Plasma Surface Modification and Polymer Chain Ends

  From the viewpoint that chemical composition at the film surface is different from that in the film bulk even if the same polymers are used, plasma surface modification of poly (oxybenzoate-co-oxynaphthoate) (the trade name is Vecstar) has been investigated. What chain end groups are present at the face of the Vecstar films, how much concentration of the chain end groups locates at the face, and how chain end groups contribute to plasma modification have been discussed. A combination of the EB irradiation or supercritical CO₂ modification and plasma modification made the impossible possible in adhesion between Vecstar OC film and copper metal. This improved adhesion may be due to contribution of end groups formed newly by the EB irradiation or supercritical CO₂ modification.

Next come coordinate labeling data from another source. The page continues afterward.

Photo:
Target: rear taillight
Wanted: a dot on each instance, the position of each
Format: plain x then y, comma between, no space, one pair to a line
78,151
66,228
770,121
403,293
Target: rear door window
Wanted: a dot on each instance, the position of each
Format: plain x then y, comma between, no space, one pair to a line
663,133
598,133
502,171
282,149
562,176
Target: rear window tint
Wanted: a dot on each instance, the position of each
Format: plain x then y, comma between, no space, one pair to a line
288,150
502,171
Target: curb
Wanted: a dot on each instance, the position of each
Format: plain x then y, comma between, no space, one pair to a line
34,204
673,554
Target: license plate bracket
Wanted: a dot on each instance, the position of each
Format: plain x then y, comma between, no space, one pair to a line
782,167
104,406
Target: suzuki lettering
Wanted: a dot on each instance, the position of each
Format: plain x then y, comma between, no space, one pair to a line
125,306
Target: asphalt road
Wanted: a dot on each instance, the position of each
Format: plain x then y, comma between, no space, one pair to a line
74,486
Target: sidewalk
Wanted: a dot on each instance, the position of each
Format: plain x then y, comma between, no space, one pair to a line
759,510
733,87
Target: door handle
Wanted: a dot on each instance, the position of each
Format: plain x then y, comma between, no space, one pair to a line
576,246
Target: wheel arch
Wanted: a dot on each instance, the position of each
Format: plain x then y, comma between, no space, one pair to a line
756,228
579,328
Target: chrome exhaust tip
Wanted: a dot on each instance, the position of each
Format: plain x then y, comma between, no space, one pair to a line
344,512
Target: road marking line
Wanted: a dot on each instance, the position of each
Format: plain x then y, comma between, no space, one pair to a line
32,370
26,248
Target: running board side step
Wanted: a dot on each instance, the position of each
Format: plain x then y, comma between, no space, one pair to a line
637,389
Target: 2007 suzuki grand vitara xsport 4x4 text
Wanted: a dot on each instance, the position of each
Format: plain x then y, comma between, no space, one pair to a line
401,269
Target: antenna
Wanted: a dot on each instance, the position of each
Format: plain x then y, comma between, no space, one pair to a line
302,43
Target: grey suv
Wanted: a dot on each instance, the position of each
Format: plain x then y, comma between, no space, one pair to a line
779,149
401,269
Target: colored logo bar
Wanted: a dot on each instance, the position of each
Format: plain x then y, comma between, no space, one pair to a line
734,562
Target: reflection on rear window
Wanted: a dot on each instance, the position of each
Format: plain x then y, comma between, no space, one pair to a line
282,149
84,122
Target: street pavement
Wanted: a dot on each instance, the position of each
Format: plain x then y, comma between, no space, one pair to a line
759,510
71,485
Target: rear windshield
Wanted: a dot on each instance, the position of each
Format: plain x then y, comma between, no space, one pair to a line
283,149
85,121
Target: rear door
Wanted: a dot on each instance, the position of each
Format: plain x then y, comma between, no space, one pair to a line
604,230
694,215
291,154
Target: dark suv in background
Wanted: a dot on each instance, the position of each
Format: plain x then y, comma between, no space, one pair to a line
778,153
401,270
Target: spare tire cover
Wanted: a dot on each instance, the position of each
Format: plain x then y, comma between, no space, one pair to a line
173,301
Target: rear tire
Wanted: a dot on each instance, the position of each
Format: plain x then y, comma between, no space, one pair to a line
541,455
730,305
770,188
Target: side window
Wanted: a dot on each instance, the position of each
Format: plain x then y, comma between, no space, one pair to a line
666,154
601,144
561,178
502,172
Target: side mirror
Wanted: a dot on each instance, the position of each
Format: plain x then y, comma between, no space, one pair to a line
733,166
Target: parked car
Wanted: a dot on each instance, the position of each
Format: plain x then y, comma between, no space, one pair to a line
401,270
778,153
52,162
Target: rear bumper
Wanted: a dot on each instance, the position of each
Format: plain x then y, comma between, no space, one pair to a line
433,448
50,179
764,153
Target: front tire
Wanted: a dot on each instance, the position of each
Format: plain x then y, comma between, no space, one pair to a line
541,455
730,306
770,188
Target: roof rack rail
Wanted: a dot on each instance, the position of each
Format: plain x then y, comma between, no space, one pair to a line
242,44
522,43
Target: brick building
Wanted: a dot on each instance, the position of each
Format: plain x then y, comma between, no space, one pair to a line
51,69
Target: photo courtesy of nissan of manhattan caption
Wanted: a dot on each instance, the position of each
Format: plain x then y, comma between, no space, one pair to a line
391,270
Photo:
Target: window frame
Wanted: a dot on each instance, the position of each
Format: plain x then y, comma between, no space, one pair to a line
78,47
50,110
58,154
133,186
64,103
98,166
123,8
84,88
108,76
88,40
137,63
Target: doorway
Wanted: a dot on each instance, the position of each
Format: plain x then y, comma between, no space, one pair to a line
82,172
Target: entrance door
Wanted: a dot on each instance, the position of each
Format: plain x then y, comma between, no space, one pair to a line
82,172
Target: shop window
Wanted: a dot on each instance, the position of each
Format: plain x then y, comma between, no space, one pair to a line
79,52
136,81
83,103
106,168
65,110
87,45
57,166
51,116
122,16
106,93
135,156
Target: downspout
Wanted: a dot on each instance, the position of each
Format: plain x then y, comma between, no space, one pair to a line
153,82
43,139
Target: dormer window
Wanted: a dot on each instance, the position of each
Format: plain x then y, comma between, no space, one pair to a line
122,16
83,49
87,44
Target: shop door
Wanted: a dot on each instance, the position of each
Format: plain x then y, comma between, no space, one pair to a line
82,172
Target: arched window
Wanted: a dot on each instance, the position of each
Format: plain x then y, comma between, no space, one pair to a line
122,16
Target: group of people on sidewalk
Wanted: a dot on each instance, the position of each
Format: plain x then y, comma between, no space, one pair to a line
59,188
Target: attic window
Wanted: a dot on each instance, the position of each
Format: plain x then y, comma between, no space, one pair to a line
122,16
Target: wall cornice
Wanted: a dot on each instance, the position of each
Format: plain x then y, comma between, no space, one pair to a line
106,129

Effect of Plasma-Polymerized Layer Formed on a Surface of Titanium Dioxide Particle on Its Photocatalytic Activity

  If TiO₂ particles are used as components of paint without any surface modification, binding resin of the paint will be easily decomposed by the photocatalytic activity of the particles. In this work, plasma polymerization of octamethylcyclotetrasiloxane as a siloxane monomer is tried to form thin layer stable to the photocatalytic activity on the surface of TiO₂ particles. The plasma-polymerized layer containing Si-O and Si-C bonds is formed on the surface of the particles and shows stability to the photocatalytic activity of TiO₂. The particles surface-modified with the plasma polymerization exhibit visible-light activity. The visible-light activity is originated from carbon doping which brings about in the particles during the plasma polymerization, and is thermally stable to be maintained after annealing at 673 K.

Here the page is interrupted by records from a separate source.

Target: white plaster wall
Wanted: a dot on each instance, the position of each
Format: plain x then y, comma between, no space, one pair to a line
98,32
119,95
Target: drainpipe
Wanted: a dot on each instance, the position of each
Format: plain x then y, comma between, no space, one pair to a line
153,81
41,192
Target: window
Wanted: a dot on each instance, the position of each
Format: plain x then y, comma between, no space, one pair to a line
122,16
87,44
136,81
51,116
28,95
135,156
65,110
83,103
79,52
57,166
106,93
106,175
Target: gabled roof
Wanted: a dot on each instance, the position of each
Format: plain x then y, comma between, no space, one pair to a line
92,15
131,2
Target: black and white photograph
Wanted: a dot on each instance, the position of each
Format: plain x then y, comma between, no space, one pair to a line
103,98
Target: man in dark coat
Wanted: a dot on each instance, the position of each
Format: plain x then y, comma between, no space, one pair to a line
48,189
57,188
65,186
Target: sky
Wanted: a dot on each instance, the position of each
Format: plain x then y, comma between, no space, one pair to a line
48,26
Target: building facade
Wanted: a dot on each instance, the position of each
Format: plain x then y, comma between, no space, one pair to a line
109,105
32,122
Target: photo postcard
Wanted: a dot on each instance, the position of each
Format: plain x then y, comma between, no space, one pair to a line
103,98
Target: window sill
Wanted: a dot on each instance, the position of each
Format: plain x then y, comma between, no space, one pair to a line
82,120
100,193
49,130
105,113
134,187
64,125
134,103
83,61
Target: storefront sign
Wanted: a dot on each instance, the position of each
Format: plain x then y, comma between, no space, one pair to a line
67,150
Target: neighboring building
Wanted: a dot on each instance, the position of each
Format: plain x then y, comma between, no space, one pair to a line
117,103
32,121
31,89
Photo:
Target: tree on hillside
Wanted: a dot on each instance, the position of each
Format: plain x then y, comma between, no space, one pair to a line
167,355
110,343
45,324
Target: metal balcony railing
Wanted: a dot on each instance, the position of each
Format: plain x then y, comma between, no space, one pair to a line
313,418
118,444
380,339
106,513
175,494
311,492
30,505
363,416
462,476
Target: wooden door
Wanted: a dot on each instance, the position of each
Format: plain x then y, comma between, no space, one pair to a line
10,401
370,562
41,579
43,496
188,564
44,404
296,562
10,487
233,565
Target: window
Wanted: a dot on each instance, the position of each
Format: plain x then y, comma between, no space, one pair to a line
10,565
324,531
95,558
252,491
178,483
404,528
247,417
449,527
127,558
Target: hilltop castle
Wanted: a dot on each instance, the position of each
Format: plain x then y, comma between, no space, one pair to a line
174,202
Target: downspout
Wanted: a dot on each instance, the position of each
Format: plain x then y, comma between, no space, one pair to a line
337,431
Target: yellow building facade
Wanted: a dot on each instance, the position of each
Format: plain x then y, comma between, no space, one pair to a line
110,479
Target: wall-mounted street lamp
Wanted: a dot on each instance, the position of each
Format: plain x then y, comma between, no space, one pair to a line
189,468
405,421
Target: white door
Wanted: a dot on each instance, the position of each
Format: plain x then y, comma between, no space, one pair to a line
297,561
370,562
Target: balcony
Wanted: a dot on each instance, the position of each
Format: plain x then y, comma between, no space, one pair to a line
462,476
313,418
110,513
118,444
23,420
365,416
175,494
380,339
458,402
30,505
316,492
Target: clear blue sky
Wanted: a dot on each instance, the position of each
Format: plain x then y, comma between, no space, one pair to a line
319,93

Hydrophilic Silicon Oxide Film by Pulsed Plasma CVD

  Hydrophilic silicon oxide film was formed at a low temperature (below 50°C) condition by pulsed plasma chemical vapor deposition (Pulsed Plasma CVD) method using by Si(CH₃)₄ (TMS), O₂ and Ar as reactant gases. Pulsed Plasma CVD is the technique of preparing film by pulsed rf power supply and pulsed gas supply. And we found that Pulsed Plasma CVD technique is able to make a nanoscale roughness on the silicon oxide film. The roughened surface tended to be more hydrophilic than the smooth surface. Hydrophilic silicon oxide film could be used for demist glasses, and it made the stain go away easily. Sometimes when the film deposited on a mold, a nanoscale surface roughness was able to improve mold separation force.

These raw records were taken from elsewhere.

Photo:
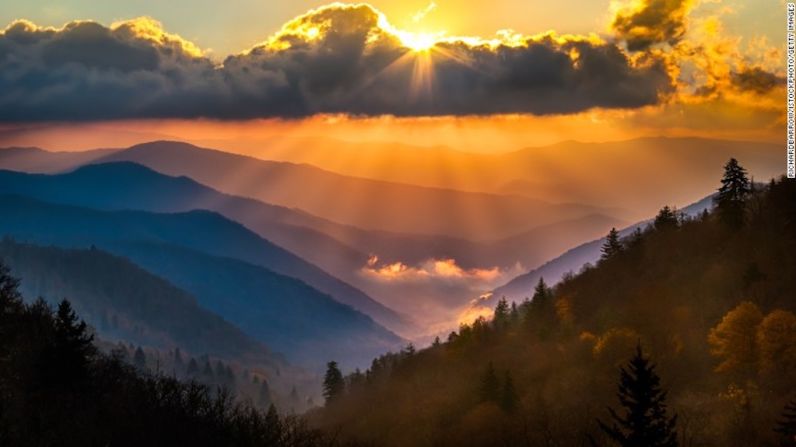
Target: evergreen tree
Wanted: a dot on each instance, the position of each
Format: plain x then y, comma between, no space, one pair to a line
333,383
508,395
644,422
207,370
177,358
786,426
501,315
490,385
193,368
514,314
612,245
139,359
273,427
265,399
666,219
540,313
731,199
294,399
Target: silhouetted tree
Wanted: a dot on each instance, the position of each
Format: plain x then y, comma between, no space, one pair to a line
265,399
273,427
139,359
514,314
193,368
72,348
540,312
207,371
786,425
612,245
490,385
501,315
731,199
644,422
333,383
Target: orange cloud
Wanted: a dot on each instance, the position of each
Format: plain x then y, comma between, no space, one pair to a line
432,269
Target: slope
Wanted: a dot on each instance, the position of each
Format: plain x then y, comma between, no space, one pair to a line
208,237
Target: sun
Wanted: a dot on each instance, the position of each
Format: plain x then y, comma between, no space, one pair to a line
419,42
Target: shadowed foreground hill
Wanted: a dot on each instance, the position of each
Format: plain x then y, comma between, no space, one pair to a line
368,204
573,260
277,301
710,298
342,250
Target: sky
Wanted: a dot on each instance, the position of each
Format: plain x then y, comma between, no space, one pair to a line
230,27
487,76
476,75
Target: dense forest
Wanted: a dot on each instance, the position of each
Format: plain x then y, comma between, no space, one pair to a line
707,302
683,334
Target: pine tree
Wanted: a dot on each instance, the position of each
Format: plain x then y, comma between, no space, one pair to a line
731,199
273,427
490,385
644,422
508,395
786,426
72,349
333,383
264,399
612,245
177,358
193,367
139,359
294,395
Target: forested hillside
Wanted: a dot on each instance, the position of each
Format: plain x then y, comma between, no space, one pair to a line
124,302
709,299
56,389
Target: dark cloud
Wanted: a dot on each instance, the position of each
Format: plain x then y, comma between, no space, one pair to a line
650,22
756,80
339,59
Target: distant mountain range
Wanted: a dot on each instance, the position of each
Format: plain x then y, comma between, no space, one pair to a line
161,243
368,204
573,260
120,186
125,302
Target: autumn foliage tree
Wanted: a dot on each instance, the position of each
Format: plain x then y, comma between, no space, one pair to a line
731,199
733,340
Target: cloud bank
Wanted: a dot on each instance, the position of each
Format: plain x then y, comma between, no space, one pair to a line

Development of Micro-aperture for Annular Pupil on Electron Optics by Focused Ion Beam Technique

  Micro-apertures for annular pupil on electron optics have been developed using a focused ion beam technique to realize an increase in the depth of focus, aberration-free imaging and separation of amplitude and phase images under scanning transmission electron microscopy (STEM). A tantalum plate 30 μm thick was used as the annular pupil material in the present experiment. The apertures were designed with various outer diameters from φ120 μm to φ60 μm and at inner diameter of 80% outer diameter. Fabricated apertures were characterized by a scanning ion-beam microscope and a scanning electron microscope. Apertures were successfully obtained at the designed size, although the slits of the pupils were slightly tapered by the ion-beam etching process. These annular pupils were loaded on a STEM and confirmed to display no charge-up phenomenon by observation of the projection image on a scintillator using a CCD camera.